International career
- Years: Team / Apps / (Points)
- 1910: England / 1 / (0)

= Alan Adams =

New Zealand-English rugby union footballer and cricketer

Alan Augustus Adams (8 May 1883 – 28 July 1963) was a New Zealand-born sportsman who played international rugby union for England. He also played first-class cricket for Otago and was a rugby selector for the New Zealand national rugby union team and served as president of the New Zealand Rugby Football Union.

==Early life==
Adams was born at Greymouth in New Zealand in 1883, was educated at Auckland Grammar School and studied at Otago University, captaining the university rugby side and playing for Otago representative sides as a centre and outside half. He was described in 1909 as "one of the finest centres Otago has produced". Adams left New Zealand to study medicine at Guy's Hospital in London.

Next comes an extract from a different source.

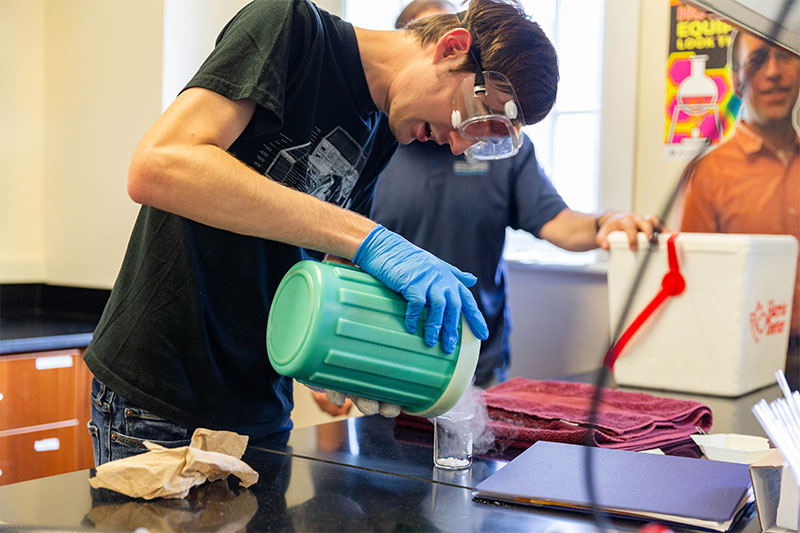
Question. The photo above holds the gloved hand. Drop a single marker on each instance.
(365, 405)
(422, 278)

While in London studying medicine, Adams played for Blackheath and was called up to the England national rugby union team. He was capped for the first and only time in their eight-point win over France at the Parc des Princes. The fixture was part of England's championship winning 1910 Five Nations campaign. As well as Blackheath, he played club rugby for London Hospitals and Rosslyn Park F.C.

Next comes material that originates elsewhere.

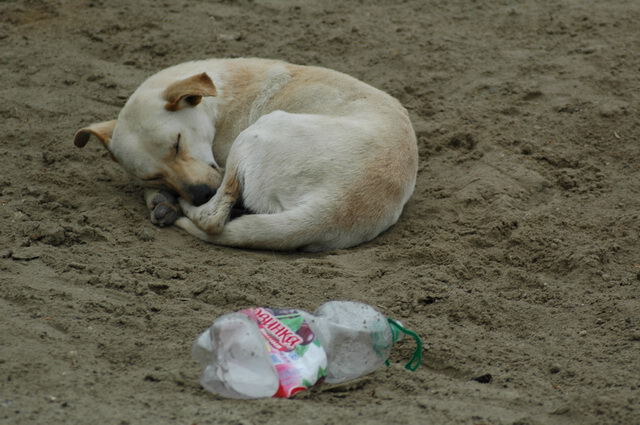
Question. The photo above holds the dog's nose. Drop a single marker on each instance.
(200, 193)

He made two first-class cricket appearances for Otago. A batsman, he played both of his first-class matches against Auckland, the first in January 1906 and the second in January 1908, scoring a total of 41 runs, with a highest score of 21. He also played for the side in a non first-class match against a touring Melbourne Cricket Club side in March 1906.

==War service and later life==
Adams served in the British Armed Forces during World War I. Having initially joined the New Zealand Expeditionary Force in London in September 1914, he was discharged in December that year to enable him to take up a commission as a lieutenant in the West Yorkshire Regiment. He served with the regiment in northern France and the Gallipoli campaign, during which he was injured. He was promoted to captain and discharged in 1920 after the end of the war.

He returned to New Zealand, where he was appointed a selector for the West Coast rugby union and later for the New Zealand national rugby team. He was elected President of the New Zealand Rugby Union in 1929–30.

Adams died at Greymouth in 1963, aged 83.